Bankers’ ERISA Misdeeds Headed to Trial

     SAN FRANCISCO (CN) – Managers of a private bank broke the law by failing to pay employees cash for their shares in an employee stock-ownership plan, a federal judge ruled.
     U.S. Secretary of Labor Thomas Perez sued California Pacific Bank’s CEO Richard Chi and board members Akila Chen, Ken Chen and William Mo in August 2013 for violating the Employee Retirement Income Security Act of 1974, or ERISA.
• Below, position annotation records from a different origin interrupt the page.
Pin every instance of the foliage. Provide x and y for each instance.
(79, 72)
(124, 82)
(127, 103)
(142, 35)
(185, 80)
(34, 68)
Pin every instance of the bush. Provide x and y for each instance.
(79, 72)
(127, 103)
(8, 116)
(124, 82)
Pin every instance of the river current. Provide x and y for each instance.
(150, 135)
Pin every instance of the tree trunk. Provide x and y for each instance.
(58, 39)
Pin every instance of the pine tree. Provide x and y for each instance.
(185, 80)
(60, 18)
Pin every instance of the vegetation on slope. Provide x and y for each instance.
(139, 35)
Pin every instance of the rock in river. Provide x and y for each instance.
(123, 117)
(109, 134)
     Perez said the defendants triggered losses of $1.39 million by mismanaging the plan in four ways: they failed to liquidate shares after the plan was terminated in 2010, diverted a $132,000 plan payment to the bank, transferred nearly $70,000 in plan assets to the bank and held assets in non-interest bearing accounts, causing the plan to lose interest.
     In response, the defendants argued they shouldn’t be held liable for those losses because it was “impossible” to liquidate the plan. The bank managers claimed the FDIC “refused to permit the bank to repurchase stock held by the plan participants” for the “sole reason” of the labor secretary’s ongoing investigation and subsequent lawsuit.
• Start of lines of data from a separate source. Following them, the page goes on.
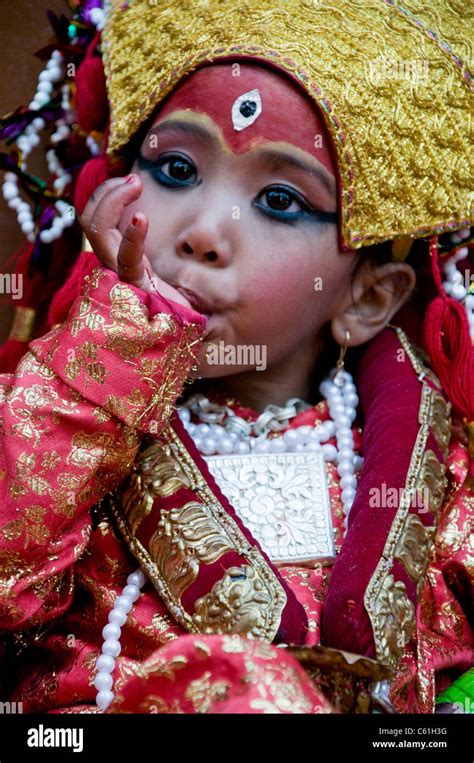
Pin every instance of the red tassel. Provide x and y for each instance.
(91, 95)
(447, 340)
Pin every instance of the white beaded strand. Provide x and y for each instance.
(111, 632)
(235, 435)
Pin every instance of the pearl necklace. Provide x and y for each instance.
(234, 435)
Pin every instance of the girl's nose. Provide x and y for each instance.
(208, 238)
     In a July 20 decision, U.S. District Judge James Donato dismissed that argument, saying the FDIC didn’t refuse to permit stock repurchases until Oct. 13, 2011, months after the bank already made distributions in bank shares rather than cash.
     The judge also chided bank managers for sending a letter to employees in February 2010 “replete with misinformation” that told them they had “no right to request the bank repurchase their stock at all.”
     However, because Chi has now offered to buy back shares from employees, the judge said a specific amount of liability cannot be determined at this time, reserving that decision for trial.
     Donato also found bank managers improperly steered $81,000 of a $132,000 payment for the stock plan into the bank’s assets.
     However, he withheld judgment on two other charges leveled by the labor secretary – that the bank transferred nearly $70,000 in plan assets to the bank and that the defendants held plan assets in non-interest bearing accounts.
     The judge said a bench trial will take place in November or December to determine a remedy for the bank managers’ misdeeds, but he encouraged both parties to explore a mutually agreeable resolution before that time.
     A case management conference was scheduled for Aug. 26, and both parties must file joint status statements by Aug. 19.
     “I think this order marks another step in recovering retirement assets for the employees who worked for the California Pacific Bank and were counting on this benefit plan to help them with retirement,” said Jean Ackerman, regional director for the Labor Department’s employee benefits security administration.
     The bankers’ attorney, Daniel Baxter of Wilke Fleury Hoffelt Gould & Birney of San Francisco, did not immediately return requests for comment.